Professor Vajda has been studying with the few remaining speakers of the Ket language since the late 1980’s. The Ket people live in a remote, isolated part of Siberia. Even so, only about 100 of the tribe’s 1,200 members still speak Ket. Professor Vajda is helping to preserve the language by compiling grammar and vocabulary, and in the course of his work he was able to demonstrate how Ket was connected to the Na-Dene language family of the New World,which includes Tlingit, Gwichin, Denaina, Koyukon, Navajo, Carrier, Hupa, Apache and others.

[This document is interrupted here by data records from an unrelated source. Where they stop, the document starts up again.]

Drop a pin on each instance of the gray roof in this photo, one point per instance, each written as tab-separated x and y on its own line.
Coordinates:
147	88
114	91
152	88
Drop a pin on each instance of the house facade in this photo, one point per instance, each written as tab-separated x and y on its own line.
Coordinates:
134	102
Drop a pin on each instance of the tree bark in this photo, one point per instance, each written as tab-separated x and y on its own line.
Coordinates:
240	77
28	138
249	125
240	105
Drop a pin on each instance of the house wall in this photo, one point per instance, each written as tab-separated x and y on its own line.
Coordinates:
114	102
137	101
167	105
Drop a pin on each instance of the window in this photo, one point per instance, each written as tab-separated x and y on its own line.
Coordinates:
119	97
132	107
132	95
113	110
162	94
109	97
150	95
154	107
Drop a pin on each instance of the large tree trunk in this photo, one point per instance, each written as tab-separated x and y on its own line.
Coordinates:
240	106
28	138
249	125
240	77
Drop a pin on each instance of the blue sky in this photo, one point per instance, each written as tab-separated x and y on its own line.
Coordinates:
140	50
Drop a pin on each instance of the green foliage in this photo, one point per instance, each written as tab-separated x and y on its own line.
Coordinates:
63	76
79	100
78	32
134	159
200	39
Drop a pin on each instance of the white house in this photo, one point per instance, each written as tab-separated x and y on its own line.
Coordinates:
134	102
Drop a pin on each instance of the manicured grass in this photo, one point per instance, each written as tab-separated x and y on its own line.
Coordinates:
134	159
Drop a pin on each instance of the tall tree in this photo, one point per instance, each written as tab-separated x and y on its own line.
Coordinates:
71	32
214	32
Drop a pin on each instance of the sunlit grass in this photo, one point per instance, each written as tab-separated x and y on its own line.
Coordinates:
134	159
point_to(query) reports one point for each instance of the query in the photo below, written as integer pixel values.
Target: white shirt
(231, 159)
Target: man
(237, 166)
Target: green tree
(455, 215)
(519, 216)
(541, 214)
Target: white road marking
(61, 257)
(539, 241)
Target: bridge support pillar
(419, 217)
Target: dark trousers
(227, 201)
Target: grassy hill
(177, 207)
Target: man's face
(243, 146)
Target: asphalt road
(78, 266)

Professor Vajda’s research was recently published in The Dene-Yeniseian Connection, a new book from the University of Alaska Fairbanks Department of Anthropology and Alaska Native Language Center.
In an article published in the Fairbanks Daily News Miner, Professor Vajda explains why demonstrating a linguistic connection between the two continents is important:
“It’s a new way to understand human prehistory before there were historians to write it down. Isolated languages like Ket have developed features that are very unusual and interesting, and they help us to understand the human mind and human language ability. We linguists should not be the focus of attention here. What is important are the languages and especially the Native communities themselves.”
Ben Potter, another anthropologist featured in the book, explained the importance of Vajda’s work in a little bit more detail, telling the newspaper that the vast majority of Native peoples in western subarctic Canada and Alaska are Na-Dene and before Vajda’s work, there was no definitive link with any other group in the Old World.